Have you wondered how your phone knows how to correct your typos as you type? Fuzzy Search! Have you searched "resrtaurants near me" and Google knows exactly what you mean? Also Fuzzy Search! Fuzzy Search is when a program looks for words which almost match some input.
But how does that actually work? In this article we will explore the data structures which are at the core of many of the fuzzy search engines we use today, Tries and Levenshtein Automata. Throughout the post we will implement these data structures in C#, and by the end be able to run a functional and algorithmically efficient fuzzy search which in 30 microseconds can find all English words similar to an input string.
Similarity Metrics
Fuzzy search requires looking for strings which are similar to some input. To know what to look for, an algorithm needs to measure "similarity". A Similarity Metric is a function which compares two strings and quantifies their similarity. Different similarity metrics prioritize different aspects; one metric might treat similar sounds as minor errors whilst other metrics might use the distance between typical keyboard layout as a baseline. After all, "tine" is much more likely to be a misspelling of "time" than of "vine".

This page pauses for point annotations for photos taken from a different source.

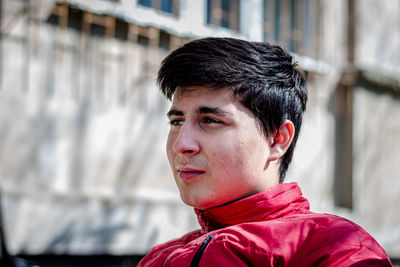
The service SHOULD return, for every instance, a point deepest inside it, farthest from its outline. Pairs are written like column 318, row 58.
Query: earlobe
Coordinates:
column 281, row 140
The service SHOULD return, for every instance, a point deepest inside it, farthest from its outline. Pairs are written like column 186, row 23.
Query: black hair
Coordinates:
column 263, row 76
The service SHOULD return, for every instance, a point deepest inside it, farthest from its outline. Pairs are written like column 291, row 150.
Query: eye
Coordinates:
column 176, row 122
column 210, row 120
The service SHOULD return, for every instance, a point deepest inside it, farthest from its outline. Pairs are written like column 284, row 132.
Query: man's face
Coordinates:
column 216, row 148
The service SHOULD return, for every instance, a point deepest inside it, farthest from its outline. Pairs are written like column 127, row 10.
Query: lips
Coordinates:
column 189, row 174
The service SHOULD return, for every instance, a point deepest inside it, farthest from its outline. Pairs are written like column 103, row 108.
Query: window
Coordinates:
column 167, row 6
column 294, row 24
column 223, row 13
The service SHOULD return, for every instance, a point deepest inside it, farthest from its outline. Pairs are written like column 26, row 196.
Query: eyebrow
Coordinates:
column 174, row 112
column 214, row 110
column 202, row 110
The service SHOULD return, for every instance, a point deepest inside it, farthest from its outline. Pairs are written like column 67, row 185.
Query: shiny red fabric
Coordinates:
column 271, row 228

One of the most prolific Similarity Metrics is Levenshtein Distance, which counts the number of edits (insertions, deletions, changes) needed to transform from one string into another. For example to transform "et" into "eat" requires 1 edit (inserting the character 'a'). "eaat" is also only 1 Levenshtein Distance from "eat" as it requires a single deletion of the duplicate 'a'. Implementing Levenshtein Distance efficiently is actually a common way to introduce the concept of Dynamic Programming. However, since it is not necessary to understand the algorithm for fuzzy search, and as there are many other online articles which cover that exact topic very well, I won't be doing so here.
Levenshtein Distance is so widely used in part because it is easy to compute, and also because it is domain-agnostic (it's probably good enough in many places). This unfortunately does mean that for many problems Levenshtein Distance is simply not the best measure for string similarity. Jaro Winkler distance considers strings which match earlier on as more similar due to how humans perceive words. Restricted Edit Distance adds swapping adjacent letters as an edit on top of Levenshtein Distance.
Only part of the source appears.